Fruit Flyer

Overview
- Service type: Freight train
- First service: 13 October 1958
- Former operator(s): Victorian Railways

Route
- Termini: Mildura Dynon Freight Terminal
- Stops: Irymple Red Cliffs Carwarp Hattah
- Distance travelled: 566 kilometres
- Average journey time: 10 hours
- Service frequency: 6 x weekly (Sun-Fri)
- Line(s) used: Mildura Serviceton

Technical
- Track gauge: 1,600 mm (5 ft 3 in)
- Operating speed: 110 km/h

= Fruit Flyer =

Former overnight train in Australia

The Fruit Flyer was a fast overnight freight train operated by the Victorian Railways to bring fruit produce from the Mildura district to the Melbourne Markets.

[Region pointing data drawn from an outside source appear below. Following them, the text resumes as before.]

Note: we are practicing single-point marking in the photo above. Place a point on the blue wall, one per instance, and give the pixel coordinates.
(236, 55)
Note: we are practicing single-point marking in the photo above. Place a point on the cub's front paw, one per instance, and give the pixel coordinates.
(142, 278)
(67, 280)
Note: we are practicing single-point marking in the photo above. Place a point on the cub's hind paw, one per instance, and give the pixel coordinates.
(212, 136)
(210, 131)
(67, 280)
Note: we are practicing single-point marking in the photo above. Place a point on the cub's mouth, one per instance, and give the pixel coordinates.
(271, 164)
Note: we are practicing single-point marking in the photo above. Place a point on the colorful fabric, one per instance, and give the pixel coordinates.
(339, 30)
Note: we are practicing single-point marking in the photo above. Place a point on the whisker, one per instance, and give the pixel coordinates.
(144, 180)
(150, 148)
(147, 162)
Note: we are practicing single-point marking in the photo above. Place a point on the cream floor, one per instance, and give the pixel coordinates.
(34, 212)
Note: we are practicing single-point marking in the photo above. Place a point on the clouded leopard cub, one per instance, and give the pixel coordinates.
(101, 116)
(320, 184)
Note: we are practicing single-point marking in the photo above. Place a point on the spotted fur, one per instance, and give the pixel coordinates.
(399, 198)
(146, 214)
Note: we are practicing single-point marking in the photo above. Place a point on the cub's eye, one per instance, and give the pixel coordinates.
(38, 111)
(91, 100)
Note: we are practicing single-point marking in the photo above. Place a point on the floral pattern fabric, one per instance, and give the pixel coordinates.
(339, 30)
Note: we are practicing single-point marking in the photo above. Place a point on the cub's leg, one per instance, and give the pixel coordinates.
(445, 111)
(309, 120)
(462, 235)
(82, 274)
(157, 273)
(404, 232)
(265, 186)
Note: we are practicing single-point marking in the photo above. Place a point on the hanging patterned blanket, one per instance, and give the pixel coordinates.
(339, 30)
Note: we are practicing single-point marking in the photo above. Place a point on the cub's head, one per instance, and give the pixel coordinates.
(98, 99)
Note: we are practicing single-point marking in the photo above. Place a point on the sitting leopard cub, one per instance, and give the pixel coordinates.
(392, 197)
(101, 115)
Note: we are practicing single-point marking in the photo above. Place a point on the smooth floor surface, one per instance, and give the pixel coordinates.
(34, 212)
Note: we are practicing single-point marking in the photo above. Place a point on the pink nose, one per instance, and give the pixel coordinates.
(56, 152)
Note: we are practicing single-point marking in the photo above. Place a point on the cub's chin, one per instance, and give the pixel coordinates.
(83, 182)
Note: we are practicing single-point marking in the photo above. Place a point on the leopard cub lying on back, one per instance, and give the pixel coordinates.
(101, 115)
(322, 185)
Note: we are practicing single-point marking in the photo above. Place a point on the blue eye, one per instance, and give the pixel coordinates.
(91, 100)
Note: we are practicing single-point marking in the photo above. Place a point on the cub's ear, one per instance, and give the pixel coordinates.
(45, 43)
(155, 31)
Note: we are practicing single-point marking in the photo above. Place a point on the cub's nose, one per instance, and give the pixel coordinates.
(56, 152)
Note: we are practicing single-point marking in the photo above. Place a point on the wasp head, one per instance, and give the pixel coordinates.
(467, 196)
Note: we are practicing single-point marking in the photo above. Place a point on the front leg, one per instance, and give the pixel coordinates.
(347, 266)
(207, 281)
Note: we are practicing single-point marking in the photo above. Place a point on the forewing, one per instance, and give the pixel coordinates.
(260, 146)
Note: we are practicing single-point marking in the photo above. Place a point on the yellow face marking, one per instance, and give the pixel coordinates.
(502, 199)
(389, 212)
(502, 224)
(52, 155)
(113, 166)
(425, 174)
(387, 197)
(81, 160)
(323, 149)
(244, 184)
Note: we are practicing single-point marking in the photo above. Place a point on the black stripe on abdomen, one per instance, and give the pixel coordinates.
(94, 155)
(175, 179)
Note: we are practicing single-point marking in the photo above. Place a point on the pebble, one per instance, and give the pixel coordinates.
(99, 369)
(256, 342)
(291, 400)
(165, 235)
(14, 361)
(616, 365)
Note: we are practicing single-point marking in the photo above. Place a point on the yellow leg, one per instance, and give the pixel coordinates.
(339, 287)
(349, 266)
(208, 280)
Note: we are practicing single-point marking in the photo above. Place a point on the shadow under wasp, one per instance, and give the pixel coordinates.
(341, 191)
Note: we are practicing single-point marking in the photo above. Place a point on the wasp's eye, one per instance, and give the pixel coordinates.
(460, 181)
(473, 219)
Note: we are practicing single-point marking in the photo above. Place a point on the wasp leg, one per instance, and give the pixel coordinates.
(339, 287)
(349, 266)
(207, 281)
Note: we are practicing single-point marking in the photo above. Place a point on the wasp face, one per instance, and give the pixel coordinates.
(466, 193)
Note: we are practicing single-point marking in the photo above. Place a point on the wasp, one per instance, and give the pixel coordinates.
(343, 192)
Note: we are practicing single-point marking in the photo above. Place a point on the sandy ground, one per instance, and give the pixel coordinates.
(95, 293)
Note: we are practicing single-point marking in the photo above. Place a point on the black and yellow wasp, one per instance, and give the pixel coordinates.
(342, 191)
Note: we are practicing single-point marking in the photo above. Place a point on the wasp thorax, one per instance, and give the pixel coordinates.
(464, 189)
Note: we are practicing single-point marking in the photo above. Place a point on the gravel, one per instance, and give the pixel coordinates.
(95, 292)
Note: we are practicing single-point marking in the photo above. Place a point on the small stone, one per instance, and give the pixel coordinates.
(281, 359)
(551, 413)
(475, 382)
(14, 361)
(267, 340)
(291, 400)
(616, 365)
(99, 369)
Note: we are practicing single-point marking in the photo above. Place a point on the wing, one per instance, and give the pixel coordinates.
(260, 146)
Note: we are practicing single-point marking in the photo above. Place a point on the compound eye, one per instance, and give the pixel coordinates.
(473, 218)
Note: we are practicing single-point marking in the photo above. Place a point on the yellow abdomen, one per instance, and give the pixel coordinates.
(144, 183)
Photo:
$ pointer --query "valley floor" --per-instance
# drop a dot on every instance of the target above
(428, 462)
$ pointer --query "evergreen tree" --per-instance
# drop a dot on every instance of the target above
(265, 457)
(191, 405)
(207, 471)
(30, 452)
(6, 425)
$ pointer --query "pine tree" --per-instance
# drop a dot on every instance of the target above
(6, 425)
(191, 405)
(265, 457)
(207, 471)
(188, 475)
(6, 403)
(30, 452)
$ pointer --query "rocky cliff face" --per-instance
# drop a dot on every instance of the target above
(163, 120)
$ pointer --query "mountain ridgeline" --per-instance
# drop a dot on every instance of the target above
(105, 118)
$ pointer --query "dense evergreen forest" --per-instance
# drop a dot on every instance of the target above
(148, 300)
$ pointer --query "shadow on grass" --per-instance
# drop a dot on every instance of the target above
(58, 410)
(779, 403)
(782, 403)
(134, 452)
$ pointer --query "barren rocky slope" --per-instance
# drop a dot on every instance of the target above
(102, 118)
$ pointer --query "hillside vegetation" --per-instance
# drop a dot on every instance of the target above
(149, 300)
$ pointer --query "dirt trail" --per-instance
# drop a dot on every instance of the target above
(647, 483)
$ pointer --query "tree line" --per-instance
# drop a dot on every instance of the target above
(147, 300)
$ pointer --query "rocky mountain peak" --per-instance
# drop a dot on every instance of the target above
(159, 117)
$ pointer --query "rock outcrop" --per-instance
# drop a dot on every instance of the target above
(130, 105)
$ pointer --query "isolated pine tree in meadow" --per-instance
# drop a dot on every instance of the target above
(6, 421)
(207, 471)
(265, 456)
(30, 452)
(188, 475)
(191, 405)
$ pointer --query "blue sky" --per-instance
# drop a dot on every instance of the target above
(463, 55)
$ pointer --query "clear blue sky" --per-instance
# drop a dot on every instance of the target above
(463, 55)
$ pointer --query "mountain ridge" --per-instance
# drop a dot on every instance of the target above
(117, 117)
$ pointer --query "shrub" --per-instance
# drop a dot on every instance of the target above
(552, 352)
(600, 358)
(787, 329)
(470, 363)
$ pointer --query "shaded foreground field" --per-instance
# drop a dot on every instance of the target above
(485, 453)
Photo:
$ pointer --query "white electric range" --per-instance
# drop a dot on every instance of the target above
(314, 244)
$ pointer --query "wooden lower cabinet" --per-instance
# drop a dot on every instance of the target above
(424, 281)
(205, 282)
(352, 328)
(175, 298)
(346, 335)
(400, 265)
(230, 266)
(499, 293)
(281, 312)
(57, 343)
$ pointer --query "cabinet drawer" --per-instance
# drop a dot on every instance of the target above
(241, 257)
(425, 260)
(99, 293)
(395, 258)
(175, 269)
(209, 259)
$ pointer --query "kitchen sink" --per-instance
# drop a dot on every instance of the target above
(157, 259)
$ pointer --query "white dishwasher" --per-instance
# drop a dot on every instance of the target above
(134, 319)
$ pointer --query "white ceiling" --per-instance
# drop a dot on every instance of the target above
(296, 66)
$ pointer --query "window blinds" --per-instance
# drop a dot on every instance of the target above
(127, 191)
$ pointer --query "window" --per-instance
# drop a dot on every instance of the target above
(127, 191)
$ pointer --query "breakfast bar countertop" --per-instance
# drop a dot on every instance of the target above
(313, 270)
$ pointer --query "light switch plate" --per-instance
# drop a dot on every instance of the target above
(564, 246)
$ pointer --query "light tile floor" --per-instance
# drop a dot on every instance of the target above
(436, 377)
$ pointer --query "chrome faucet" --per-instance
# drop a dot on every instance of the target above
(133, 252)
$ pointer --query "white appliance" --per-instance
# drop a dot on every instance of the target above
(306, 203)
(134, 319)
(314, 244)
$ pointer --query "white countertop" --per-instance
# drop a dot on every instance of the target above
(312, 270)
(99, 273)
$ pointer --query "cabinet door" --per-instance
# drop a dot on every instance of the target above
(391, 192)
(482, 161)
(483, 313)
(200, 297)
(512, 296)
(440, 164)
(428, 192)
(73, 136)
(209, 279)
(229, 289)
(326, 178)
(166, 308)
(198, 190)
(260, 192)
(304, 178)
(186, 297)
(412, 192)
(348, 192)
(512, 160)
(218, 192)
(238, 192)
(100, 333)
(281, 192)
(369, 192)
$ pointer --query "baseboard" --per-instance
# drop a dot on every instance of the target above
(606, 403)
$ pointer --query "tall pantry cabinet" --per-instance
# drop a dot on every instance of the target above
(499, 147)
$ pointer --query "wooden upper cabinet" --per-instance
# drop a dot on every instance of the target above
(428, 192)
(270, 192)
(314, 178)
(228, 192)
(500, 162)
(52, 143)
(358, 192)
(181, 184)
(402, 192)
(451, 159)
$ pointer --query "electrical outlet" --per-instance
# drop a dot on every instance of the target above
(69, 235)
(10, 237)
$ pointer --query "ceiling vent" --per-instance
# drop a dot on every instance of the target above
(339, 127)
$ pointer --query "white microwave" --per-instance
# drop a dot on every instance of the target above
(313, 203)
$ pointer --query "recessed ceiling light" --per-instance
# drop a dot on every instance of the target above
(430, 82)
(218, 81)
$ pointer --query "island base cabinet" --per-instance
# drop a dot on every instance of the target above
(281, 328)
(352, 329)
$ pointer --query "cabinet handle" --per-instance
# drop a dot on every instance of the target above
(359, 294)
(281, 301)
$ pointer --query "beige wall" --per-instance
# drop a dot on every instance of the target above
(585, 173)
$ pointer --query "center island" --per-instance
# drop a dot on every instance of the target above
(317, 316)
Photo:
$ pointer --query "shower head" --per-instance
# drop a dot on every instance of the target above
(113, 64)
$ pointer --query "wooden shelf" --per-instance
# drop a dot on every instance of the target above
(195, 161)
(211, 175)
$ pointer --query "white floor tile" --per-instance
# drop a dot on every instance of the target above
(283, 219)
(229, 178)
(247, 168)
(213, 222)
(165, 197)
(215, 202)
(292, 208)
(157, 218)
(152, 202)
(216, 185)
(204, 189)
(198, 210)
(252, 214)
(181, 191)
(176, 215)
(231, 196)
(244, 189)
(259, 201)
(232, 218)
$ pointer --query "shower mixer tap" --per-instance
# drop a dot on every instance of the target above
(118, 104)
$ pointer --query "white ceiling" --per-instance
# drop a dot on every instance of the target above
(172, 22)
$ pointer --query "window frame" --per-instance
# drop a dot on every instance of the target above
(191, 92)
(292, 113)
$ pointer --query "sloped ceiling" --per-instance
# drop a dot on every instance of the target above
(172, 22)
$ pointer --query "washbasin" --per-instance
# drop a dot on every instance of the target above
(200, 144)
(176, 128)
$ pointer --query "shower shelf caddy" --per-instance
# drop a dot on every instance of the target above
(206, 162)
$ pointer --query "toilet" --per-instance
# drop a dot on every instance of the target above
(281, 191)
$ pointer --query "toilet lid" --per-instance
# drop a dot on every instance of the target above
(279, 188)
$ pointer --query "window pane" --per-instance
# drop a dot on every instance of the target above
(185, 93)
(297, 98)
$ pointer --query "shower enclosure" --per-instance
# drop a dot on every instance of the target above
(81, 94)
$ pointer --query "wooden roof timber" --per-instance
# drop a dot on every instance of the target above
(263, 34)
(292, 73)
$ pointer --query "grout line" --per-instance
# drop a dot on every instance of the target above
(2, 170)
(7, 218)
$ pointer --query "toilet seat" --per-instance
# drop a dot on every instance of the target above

It first ran on 13 October 1958.

It departed at 17:00, loading at Irymple, , Carwarp and Hattah before running express to Dynon Freight Terminal arriving at 03:00. To allow it to operate at the line speed of 70 mph, the wagons were fitted with bogies similar to those fitted on passenger carriages.

It initially operated three times weekly on Monday, Wednesday and Friday nights, but within a few weeks this had increased to four times. By 1961 it was running six times a week, Sunday to Friday.